Four other interesting references are (Pressey et al., 1996),
(Rodrigues and Gaston, 2002b), (Fischer and Church, 2005) and
(Vanderkam et al., 2007). In these articles the authors compare
exact and heuristics approaches to solve some reserve selection
problems.
We present below some selection reserve problems and their
formulation by mathematical programming. We first consider the
basic problem and some variants. This problem is to select a set
of areas, of minimum cost, to protect a set of predefined species.
A variant consists in determining, under a budget constraint, a
set of areas to protect a maximum number of species. These problems
can be modeled easily by 0–1 linear programs and can be
solved efficiently by commercial solvers. We then illustrate consideration
of spatial constraints. These constraints may affect the
compactness of the reserve, its connectivity or its shape. They
can also impose a specific role to different areas of the reserve
(central zone and buffer zone, for example). Taking into account these spatial constraints often complicates the models because
they generate nonlinearities in the associated mathematical programs.
The connectivity constraint, common to many operational
research problems, is particularly difficult to take into account.

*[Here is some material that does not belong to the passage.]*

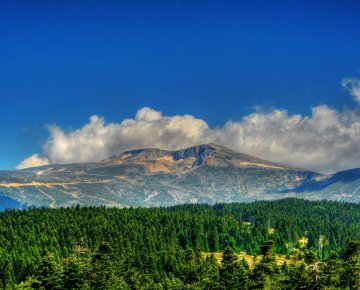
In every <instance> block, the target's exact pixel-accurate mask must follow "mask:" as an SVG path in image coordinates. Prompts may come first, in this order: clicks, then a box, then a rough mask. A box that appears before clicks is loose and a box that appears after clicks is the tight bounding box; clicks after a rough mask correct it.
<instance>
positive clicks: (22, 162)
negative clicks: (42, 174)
mask: <svg viewBox="0 0 360 290" xmlns="http://www.w3.org/2000/svg"><path fill="white" fill-rule="evenodd" d="M48 164H49V160H48V159H47V158H44V157H39V155H38V154H33V155H31V156H30V157H28V158H25V159H24V160H23V161H21V162H20V163H19V165H18V166H16V169H24V168H29V167H36V166H42V165H48Z"/></svg>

We then focus on the definition of reserves taking into account
the population of each species that needs protection. In this case,
we consider that a species can survive only if the size of its population
exceeds a certain threshold. Another objective, also taking
into account the population size of each species, is to define a reserve
which maximizes the species diversity. Again, the optimal
solutions can be difficult to obtain. We also consider the realistic
case, where for each species we only know its survival probability
in a protected area. The associated problems are often difficult to
solve because the expression of the survival probability of a species
in a given set of protected areas is generally complicated. In some
cases, one should be satisfied with sub-optimal solutions. Finally,
we illustrate the temporal dimension which may occur in the design
of a reserve. Consideration of time does not necessarily introduces
great difficulties in modeling. However it increases the size
of the associated programs.